Within 90 days after insolvency proceedings are opened, a reporting session must take place in court. No later than at this point, the liquidator reports whether the conditions for the business being closed immediately or for operations to continue have been met.
In the time between the opening of insolvency proceedings and the reporting session, the liquidator will review what chance the business has to continue to operate and the prospects for successful reorganisation. Up to the date of the reporting session, the liquidator must continue the business, unless it is apparent that continuation will lead to an increased losses to insolvency creditors.
The debtor must provide the liquidator with information that includes the following:
- they must prepare a list of creditors
- provide bank details
- provide information about existing contracts and any pending court proceedings
- if the intent is continue, they must make a list of monthly fixed costs.
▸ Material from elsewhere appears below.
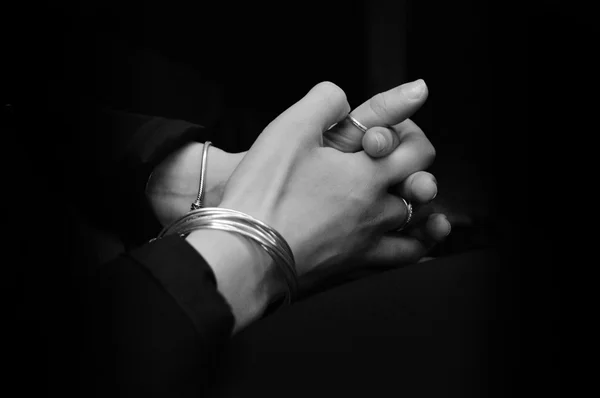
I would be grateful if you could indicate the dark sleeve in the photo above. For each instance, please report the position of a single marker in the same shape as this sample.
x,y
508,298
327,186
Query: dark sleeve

Furthermore, the debtor must submit a list of assets to the court.
There must also be current annual accounts and updated accounting records. The liquidator must analyse the figures and prepare a prognosis for continuing operation. If the outcome is negative, the liquidator must submit an application for closure.
These rules apply to all traders from EU Member States in Austria.
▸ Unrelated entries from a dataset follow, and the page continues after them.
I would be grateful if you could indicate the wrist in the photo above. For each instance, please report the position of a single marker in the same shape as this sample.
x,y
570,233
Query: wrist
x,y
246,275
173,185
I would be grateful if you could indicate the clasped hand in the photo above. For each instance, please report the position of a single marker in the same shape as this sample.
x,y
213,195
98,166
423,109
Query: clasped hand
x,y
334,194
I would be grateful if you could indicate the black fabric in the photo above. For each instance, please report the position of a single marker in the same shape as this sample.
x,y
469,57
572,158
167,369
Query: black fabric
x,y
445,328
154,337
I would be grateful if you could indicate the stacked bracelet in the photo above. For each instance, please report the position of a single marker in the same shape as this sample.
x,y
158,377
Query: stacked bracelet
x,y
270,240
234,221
Security deposit for continuation
If the prognosis is negative, the debtor can prevent the company from being closed by filing a security deposit for continuation. The purpose of this is to avoid creditors suffering financial losses from continuation.
Continuation of a business
In the reporting session, the liquidator must report on whether the conditions for closure or continuation are met and whether a reorganisation plan is in the interest of the creditors.
If the conditions for continuation are met, the insolvency court must after hearing the creditors issue a decision regarding continuation. If a reorganisation plan is also under consideration because it is in the interest of the creditors and is feasible, the debtor can apply for a deadline for submission of a reorganisation plan.
If, during the reporting session, the debtor submits an application for the granting of a deadline for submission of a reorganisation plan, the business cannot be wound up within this period of no more than 14 days. If the debtor then applies for a reorganisation plan within these 14 days, the business will be continued. If the reorganisation plan is not accepted within 90 days or it is not in the interest of the creditors, the business is closed and wound up.